As a pediatric dietitian, I teach children and families how to eat – at least that’s my goal. Most of what I have learned about how to do this effectively I learned from the patients and families that I have worked with. I have noticed that families that successfully improve their eating habits are the ones who follow these five strategies.
I would like to share these five strategies with you. Here you go…
5 ways to help your child make healthy food choices
- Set a good example. Children learn to eat what they see their parents, siblings, and peers eating. Although it is difficult to control what your child’s peers are eating, you can control what you eat and what your other children eat. So if you want your children to eat more vegetables, make sure that they see you eating more vegetables.
- What are my options? Children love to have options. Adults love to have options. Help your child to make better food choices by giving them limited options. For example, if you serve three vegetables for dinner, ask your child to choose at least two of the three to eat for that meal. For some children it might take up to 30 times of seeing a food on their plate before they will even taste it! Be patient. Building healthy eating habits takes time, but it is so worth it.
- Remember, you’re the parent. Some children kick, scream, and cry, if they don’t get what they want. You might have heard of these children….you might even know one. This is fairly common, but it does not have to stay this way. I often hear parents say “but if I don’t give him a Pop Tart for breakfast he just won’t eat!” If your child tells you that he is going to starve unless he gets a Pop Tart, guess what? You child is very clever and knows how to work you. He’s not going to starve. It’s ok to say “no”. It is a lot easier to say “yes”, but “no” is sometimes the best response. It makes children feel safe when their parents set boundaries and stick to them.

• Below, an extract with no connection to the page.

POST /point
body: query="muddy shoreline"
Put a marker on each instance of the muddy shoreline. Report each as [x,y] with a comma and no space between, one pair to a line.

- Don’t fill your house with tempting foods. If you don’t want to be tempted, don’t surround yourself with things that are going to tempt you. If you want a treat, go out and have a treat. Many families have told me that this one strategy has completely shifted the home environment. Instead of having bags of cookies and other junk food at home, many families will instead use that money to go out for pizza or ice cream once a week.
- Size does matter. In general, children are smaller than adults. That means that they need less food than adults. A five year old should not be eating the same quantity of food as a 200-pound adult. Sometimes it’s not what you’re eating, but how much.
What strategies do you use to help your child make healthy food choices?
God, I would like to put in a request for a baby that willingly asks for bean dips. Thank You!